One night Tara broke the news to me. Out of the blue, she’d made seven thousand dollars, all on “Violent Insurrection in the United States of America.” She was worried. She had a jones , and the jones was for grim prognostication. Tara had locked herself in the bedroom and shut the shades, and now she felt as though she had unleashed armed dissident elements, and they were fanning out around us.

The one thing she never mentioned, in all this, was her illness.

In the meantime, D. Tyrannosaurus and I continued our dance. I can’t tell you how many times I beat him, and in how many circumstances. The man just could not play. If he managed to stumble on a strategy, he then could be relied upon to overlook what came next, forever forgetting what my bishops were doing or all the possibilities of my queen. I beat him at night, I beat him in the morning, I beat him over lunch, I beat him downtown by the bus terminal. I beat him over the phone. I beat him by e-mail and teleconference.

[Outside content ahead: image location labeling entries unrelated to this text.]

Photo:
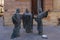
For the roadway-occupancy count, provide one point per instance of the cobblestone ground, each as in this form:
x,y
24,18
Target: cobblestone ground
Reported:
x,y
52,32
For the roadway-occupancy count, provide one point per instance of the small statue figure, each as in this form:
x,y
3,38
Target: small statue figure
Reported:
x,y
38,19
28,21
16,19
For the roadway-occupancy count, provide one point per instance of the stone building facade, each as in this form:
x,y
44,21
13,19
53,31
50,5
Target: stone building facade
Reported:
x,y
52,5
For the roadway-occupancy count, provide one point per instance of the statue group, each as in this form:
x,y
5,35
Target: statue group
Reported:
x,y
27,19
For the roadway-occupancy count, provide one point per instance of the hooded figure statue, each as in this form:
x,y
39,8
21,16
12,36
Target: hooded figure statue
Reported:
x,y
28,21
16,19
40,16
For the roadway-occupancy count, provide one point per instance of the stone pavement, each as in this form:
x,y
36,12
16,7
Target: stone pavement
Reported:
x,y
52,32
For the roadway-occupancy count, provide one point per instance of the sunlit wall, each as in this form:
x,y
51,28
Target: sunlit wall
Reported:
x,y
1,6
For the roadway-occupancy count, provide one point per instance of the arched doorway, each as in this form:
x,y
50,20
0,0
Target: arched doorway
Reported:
x,y
35,5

In the process, I began to piece together some of the mysterious chapters in the life of D. Tyrannosaurus. He was not exactly forthcoming, but I worked on him. D. adhered to the story that he was born among theropods, sixty-five million years ago, and in that period of his youth he assumed the stalking position and fed on smaller lizards as they emerged from the undergrowth. He also claimed to have mutated into his present shape.

Conversationally, and otherwise, he was a sociologist of every kind of neglected group, of every association of losers, the street people of the city, with their leathery skin and milky eyes, the itinerants, the ragpickers, the freelance probability experts, the addicts, the call girls with their bioluminescent scarifications. He was extremely passionate about the oldest profession. He never took them home, at least I never saw him take a streetwalker home, but he was forever introducing me. “Montese,” he would say, “this is Maria, and she’s going to advise me.”

He had a sibling, he said — though what kind of sibling he wouldn’t make clear — who was laboring in the adult film business, in production, one of the last robust sectors of our economy. This sibling, he said, in a rather fateful moment, had recently forwarded D.’s name to a fly-by-night book-publishing company whose business involved novelizations of low-budget films for the online gaming market and webcasting. These novelizations were to be written on the cheap, quickly, and were intended to be composed of the screenplay with a bit of connective tissue woven in to make them palatable to a logophobic online audience. Novelizations generated a little extra money for the e-book goons, and they left something behind for the collecting market. Novelizations monetized a leftover piece of the filmmaking and gaming business, the screenplay , and were farmed out as piecework. The writer retained no rights.